Aber immerhin schien es sich um ein "modernes" Regime zu handeln. Doch sehen
wir genauer hin.
Die handzahme "offizielle"
Opposition...
Am 24. Oktober 04 fanden die letzten
Präsidentschafts- und Parlamentswahlen
in Tunesien statt. Dabei gewann, ohne jegliche Überraschung, der Amtsinhaber
Ben Ali mit, laut offiziellen Zahlen, 94,48 Prozent der Stimmen. Man könnte
dies freilich, sofern man will (aber im Pariser Elysée-Palast will man
beispielsweise), als "demokratischen Fortschritt" betrachten. Denn die
letzten Präsidentschaftswahlen von 1989, 1994 und 1999 gewann Ben Ali mit
jeweils über 99 Prozent der Stimmen.
Andere demokratische Neuerung:
Dieses Mal kandidierten noch drei andere
Bewerber, die vom Verfassungsgericht zugelassen worden waren. Zwei von ihnen
wurden durch Beobachter als "Blumentöpfe" bezeichnet, weil sie nur zur
Dekoration da waren: Mohammed Bouchiha und Mounir Beji gehören zur
erweiterten Verwandtschaft Ben Alis und verbrachten die meiste Zeit damit,
die tolle Bilanz des Amtsinhabers zu loben; sie erhielten zusammen gut 4
Prozent. Blieb der dritte. Es handelt sich um Mohammed Ali Halouani, den
Vorsitzenden der Partei At-Tajdid (Die Erneuerung), einen gütig
dreinblickenden Herrn mit weißem Schnurrbart, der nach offiziellen Zahlen
0,95 Prozent der Stimmen erhielt. Seine Partei ist der Überrest der früheren
KP, der ein Jahrzehnt lang als offizielle Opposition von Ihro Präsidenten
Gnaden überwinterte. Dafür gab es Subventionen vom Ben Ali-Regime; aber ihre
"konstruktive Opposition" bedeutete, dass ihre Abgeordneten im Parlament
gegen keine einzige Gesetzesvorlage der Staatspartei RCD (Verfassungsmäßige
demokratische Sammlung) stimmten. Kürzlich war die Partei ein wenig aus
ihrem Dornröschenschlaf erwacht und hatte beschlossen, unter dem Namen
"Initiative démocratique" zusammen mit Vertretern von Zivilgesellschaft und
Menschenrechtsgruppen zur Präsidentschaftswahl anzutreten. Leider missfielen
jedoch einige Äußerungen Halouanis dem Regime von Präsident Ben Ali. So
wurde ihm die Viertelstunde Fernsehauftritt, auf die er Aussicht hatte,
gestrichen. Auch wurden seine Plakate nie ausgeliefert und sein Wahlprogramm
wurde, auf Anordnung des Innenministers, in der Druckerei blockiert. Ein
Flugblatt wurde beschlagnahmt.
Dabei müssen die Zahlen nicht einmal
unbedingt auf materielle Manipulationen
zurückzuführen sein: Die meisten Opponenten in Tunesien sind derart
eingeschüchtert, dass viele Bürger glauben, noch in der Wahlkabine von
Kameras beobachtet zu werden, selbst wenn das den Wahlbeobachtern zuliebe
nicht stimmt. Die Wahlbeteiligung betrug offiziellen Angaben zufolge 91,52
Prozent, was eher in Zweifel zu ziehen ist als die Stimmenverteilung selbst.

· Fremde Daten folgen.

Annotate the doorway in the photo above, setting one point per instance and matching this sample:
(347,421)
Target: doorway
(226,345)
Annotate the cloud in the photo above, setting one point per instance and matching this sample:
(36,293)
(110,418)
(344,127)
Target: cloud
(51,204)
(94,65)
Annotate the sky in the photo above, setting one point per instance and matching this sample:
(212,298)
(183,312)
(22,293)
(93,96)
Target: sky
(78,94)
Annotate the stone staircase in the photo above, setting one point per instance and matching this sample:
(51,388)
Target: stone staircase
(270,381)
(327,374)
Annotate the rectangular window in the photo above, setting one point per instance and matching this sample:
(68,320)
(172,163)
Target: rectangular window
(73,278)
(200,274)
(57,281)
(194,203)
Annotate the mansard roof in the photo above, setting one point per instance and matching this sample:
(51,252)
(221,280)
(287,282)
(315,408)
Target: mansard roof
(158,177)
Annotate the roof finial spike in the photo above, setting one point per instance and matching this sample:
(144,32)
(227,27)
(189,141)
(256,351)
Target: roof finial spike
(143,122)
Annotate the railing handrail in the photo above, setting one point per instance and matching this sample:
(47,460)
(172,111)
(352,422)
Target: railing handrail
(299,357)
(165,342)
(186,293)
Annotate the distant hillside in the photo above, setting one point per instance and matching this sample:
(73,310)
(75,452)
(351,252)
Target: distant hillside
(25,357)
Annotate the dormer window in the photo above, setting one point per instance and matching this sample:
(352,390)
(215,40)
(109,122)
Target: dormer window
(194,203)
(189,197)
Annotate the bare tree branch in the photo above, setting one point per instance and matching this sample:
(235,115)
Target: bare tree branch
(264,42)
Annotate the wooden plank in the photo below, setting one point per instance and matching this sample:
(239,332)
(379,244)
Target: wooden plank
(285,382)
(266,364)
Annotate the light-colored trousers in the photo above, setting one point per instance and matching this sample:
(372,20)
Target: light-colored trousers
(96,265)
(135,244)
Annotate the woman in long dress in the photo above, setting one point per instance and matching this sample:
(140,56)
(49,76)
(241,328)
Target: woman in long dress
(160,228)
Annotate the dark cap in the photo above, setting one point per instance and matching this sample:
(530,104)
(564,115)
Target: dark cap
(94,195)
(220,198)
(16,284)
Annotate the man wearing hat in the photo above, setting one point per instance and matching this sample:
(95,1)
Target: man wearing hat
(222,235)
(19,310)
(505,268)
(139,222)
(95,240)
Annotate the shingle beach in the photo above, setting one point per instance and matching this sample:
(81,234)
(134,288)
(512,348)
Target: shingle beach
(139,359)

Praktischerweise hatte das Regime
auch gleich noch die Parlamentswahlen auf
denselben Sonntag angesetzt. Vorab bekannt dabei war, dass die Staatspartei
RCD der zwei von insgesamt zehn Millionen Tunesiern angehören, oft aus
Gründen des Joberhalts sich, wie immer, 80 Prozent der Sitze sichern
würde. Sie strich alle 152 (von 189) Sitzen ein, die offiziell "in freier
Wahl" vergeben wurden. Der Rest wird von Amts wegen auf handzahme
Oppositionsparteien aufgeteilt.
...Und das Schicksal "nicht offizieller" Oppositioneller
Eine Opposition, die nicht
mitspielt, findet sich freilich woanders wieder.

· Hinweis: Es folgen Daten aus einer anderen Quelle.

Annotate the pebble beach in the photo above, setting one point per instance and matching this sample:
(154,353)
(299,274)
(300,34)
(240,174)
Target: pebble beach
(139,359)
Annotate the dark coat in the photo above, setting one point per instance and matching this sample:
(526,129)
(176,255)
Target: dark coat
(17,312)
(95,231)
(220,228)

Tunesien weist, mit 23.000 Gefängnisinsassen, die weltweit vierthöchste
Häftlingsrate gemessen an der Bevölkerungszahl auf, hinter den USA,
Russland und Südafrika.
Menschenrechtsorganisationen sprechen von 600 gewaltlosen
"Meinungsgefangenen", mehrere Dutzend von ihnen sitzen seit Jahren in
totaler Isolation.
Zuletzt wurden am 22. September der trotzkistische Journalist Jalel
Zoghlami, sein gewerkschaftlich aktiver Bruder Nejib sowie ihr
gemeinsamer Freund Lumumba Mohsen verhaftet, unter dem
Vorwand einer Schlägerei, die Zivilpolizisten vom Zaun
gebrochen hatten. Ihr Prozess wurde am Donnerstag, 28.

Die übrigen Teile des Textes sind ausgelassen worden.